Na manhã de domingo, 13 de setembro de 2026, um conjunto de ex‑ministros, economistas, empresários e membros da sociedade civil publicou uma carta em apoio ao presidente do Supremo Tribunal Federal, Edson Fachin.
Os signatários destacam as medidas adotadas por Fachin e afirmam que elas são essenciais para preservar a autoridade da Corte. Eles pedem uma investigação rigorosa e imparcial das acusações que surgiram nas últimas semanas, com o objetivo de restaurar a confiança nas instituições e proteger a democracia.
Além disso, os autores defendem reformas urgentes no STF. Entre as propostas, estão o fortalecimento da colegialidade, a garantia de julgamentos imparciais, a prevenção de conflitos de interesse, a definição de padrões de conduta mais rígidos e o aumento da transparência e do controle social sobre a Corte.

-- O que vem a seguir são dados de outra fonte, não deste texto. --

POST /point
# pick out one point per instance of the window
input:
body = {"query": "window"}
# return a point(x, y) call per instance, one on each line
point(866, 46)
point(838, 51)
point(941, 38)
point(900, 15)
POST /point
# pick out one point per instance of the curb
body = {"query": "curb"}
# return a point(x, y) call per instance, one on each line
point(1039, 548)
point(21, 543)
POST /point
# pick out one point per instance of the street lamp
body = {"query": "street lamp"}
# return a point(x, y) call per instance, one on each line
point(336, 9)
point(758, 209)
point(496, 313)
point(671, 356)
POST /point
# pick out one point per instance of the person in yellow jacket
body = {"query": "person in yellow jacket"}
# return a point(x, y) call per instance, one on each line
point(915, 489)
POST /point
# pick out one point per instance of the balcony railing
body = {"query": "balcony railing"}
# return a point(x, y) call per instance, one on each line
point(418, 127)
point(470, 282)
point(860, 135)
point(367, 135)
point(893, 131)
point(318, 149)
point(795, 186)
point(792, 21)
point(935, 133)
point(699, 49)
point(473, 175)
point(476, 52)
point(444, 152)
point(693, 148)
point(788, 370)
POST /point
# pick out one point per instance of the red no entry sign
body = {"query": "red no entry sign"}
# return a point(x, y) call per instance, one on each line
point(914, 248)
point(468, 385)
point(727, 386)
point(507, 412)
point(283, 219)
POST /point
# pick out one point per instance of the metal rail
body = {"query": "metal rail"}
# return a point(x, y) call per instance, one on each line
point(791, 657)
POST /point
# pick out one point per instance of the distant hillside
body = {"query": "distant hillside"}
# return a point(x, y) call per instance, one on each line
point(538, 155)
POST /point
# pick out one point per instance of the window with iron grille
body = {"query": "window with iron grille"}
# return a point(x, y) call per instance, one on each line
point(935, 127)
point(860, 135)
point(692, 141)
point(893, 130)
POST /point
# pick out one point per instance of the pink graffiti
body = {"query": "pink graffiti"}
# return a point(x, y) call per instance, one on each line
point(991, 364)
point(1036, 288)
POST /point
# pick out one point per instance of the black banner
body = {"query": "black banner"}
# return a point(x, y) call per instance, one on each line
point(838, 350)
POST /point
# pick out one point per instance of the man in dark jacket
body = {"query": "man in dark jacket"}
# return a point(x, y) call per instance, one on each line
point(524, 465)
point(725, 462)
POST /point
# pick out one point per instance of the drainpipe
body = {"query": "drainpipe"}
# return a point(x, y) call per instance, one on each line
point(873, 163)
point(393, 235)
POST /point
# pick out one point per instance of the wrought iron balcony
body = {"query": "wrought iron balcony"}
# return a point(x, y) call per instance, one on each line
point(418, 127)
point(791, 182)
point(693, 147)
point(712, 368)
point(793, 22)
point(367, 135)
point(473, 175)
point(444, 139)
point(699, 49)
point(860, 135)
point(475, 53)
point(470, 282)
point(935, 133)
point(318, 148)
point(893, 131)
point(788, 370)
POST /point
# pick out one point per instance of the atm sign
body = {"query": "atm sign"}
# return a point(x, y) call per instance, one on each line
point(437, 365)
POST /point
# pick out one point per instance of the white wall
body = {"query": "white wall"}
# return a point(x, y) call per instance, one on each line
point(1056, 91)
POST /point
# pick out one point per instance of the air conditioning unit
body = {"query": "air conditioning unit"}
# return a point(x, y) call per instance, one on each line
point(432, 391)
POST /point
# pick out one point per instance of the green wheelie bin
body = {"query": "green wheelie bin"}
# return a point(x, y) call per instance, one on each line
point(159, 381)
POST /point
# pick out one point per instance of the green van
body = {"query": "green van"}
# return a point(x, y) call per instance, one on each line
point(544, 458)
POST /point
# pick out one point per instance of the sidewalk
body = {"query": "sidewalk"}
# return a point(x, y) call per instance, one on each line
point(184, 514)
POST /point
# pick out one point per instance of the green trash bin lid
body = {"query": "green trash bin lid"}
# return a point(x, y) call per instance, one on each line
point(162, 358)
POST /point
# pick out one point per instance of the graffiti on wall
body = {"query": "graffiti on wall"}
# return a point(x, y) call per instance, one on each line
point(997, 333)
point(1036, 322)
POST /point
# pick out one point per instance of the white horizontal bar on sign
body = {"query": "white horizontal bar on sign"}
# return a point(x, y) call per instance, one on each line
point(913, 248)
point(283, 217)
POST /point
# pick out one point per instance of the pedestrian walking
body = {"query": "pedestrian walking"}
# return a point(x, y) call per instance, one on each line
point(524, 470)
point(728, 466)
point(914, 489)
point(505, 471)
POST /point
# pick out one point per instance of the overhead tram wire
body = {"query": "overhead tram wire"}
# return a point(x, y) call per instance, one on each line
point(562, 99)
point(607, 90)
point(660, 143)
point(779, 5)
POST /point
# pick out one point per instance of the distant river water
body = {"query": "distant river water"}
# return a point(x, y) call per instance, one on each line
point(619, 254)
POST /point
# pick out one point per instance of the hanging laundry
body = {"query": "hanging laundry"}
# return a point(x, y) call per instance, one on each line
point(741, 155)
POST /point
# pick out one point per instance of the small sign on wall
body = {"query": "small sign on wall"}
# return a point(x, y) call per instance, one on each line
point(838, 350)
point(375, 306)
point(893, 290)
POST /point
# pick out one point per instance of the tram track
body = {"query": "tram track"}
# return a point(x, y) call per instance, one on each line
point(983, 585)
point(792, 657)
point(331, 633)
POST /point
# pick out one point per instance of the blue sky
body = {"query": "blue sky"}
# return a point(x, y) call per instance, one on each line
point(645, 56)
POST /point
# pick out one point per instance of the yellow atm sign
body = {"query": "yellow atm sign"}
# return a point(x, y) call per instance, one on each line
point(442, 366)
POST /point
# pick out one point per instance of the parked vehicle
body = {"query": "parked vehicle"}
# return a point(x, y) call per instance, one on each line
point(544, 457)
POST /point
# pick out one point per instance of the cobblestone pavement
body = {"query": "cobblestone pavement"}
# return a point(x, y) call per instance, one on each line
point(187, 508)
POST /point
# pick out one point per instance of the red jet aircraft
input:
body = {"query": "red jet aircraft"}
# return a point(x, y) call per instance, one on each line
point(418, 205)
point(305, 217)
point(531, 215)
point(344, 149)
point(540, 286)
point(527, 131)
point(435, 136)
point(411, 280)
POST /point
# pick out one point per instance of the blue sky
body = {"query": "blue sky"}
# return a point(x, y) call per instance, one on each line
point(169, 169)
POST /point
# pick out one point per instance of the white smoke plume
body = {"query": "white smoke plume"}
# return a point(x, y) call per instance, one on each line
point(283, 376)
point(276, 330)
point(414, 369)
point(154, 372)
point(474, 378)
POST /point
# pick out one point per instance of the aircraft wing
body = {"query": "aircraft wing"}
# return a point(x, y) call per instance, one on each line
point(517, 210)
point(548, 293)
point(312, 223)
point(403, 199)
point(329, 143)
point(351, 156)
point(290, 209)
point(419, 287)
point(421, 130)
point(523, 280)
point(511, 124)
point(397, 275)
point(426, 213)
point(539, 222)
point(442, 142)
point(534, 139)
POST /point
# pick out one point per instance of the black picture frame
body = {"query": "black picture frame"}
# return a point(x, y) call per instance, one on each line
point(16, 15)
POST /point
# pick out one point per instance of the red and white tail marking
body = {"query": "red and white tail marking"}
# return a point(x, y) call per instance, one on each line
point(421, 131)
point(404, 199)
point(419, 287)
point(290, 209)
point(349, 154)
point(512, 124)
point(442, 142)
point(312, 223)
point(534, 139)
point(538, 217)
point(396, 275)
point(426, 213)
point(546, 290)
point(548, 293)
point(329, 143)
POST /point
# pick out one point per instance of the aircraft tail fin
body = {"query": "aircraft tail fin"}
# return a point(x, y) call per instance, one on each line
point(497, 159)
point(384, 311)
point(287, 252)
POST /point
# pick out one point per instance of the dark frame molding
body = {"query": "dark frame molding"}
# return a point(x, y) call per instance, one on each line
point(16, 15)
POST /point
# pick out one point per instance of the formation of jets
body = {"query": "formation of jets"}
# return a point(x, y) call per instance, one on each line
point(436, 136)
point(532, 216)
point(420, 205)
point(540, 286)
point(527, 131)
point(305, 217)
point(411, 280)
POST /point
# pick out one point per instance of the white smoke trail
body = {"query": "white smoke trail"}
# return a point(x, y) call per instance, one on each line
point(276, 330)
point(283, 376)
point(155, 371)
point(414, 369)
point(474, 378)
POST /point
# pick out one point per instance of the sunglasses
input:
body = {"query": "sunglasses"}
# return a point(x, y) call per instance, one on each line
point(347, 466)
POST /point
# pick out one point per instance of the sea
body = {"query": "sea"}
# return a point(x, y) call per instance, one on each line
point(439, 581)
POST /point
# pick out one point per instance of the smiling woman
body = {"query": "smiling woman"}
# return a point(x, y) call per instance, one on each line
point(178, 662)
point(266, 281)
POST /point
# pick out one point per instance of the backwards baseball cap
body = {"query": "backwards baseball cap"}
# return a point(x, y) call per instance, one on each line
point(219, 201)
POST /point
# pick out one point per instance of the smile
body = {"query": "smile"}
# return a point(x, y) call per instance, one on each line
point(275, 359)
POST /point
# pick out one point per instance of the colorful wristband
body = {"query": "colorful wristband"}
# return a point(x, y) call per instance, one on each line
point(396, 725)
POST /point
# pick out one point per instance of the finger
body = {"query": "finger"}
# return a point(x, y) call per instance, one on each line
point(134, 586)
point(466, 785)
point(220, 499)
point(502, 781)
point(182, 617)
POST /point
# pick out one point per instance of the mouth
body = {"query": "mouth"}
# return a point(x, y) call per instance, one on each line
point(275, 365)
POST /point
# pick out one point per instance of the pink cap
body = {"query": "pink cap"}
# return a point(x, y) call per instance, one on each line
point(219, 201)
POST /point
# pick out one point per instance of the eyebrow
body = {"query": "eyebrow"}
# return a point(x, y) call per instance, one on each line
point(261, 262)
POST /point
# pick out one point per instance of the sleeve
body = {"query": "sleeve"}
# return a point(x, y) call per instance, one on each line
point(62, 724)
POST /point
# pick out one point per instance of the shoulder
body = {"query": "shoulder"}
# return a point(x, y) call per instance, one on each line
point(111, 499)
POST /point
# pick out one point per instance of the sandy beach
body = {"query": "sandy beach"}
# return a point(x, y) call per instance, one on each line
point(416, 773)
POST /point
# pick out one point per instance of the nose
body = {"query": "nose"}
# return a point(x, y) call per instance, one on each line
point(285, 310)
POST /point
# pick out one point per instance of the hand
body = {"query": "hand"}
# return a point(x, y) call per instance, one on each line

O contexto atual de crise, que se iniciou há cerca de duas semanas após a divulgação de conversas entre o ex‑banqueiro Daniel Vorcaro e o ministro Alexandre de Moraes, levou à acusação de improbidade administrativa contra André Mendonça e à retirada de Moraes da relatoria do inquérito das fake news.
Fachin, em resposta, retirou Moraes da relatoria e agendou sessões plenárias extraordinárias: a de 15 de setembro, para avaliar uma investigação sobre as supostas relações entre Moraes e Vorcaro, e a de 23 de setembro, para analisar um pedido de investigação contra Mendonça.
Na carta, os signatários reafirmam que a apuração e a responsabilização daqueles que violaram a lei são indispensáveis para a recuperação da confiança institucional e que a Corte não pode ser dominada por interesses pessoais, políticos ou econômicos que ameacem a democracia constitucional.
Entre os assinantes, destacam‑se Pedro Malan, Armínio Fraga, Miguel Reale Jr, José Eduardo Cardozo, Pérsio Árida e Eugênio Bucci.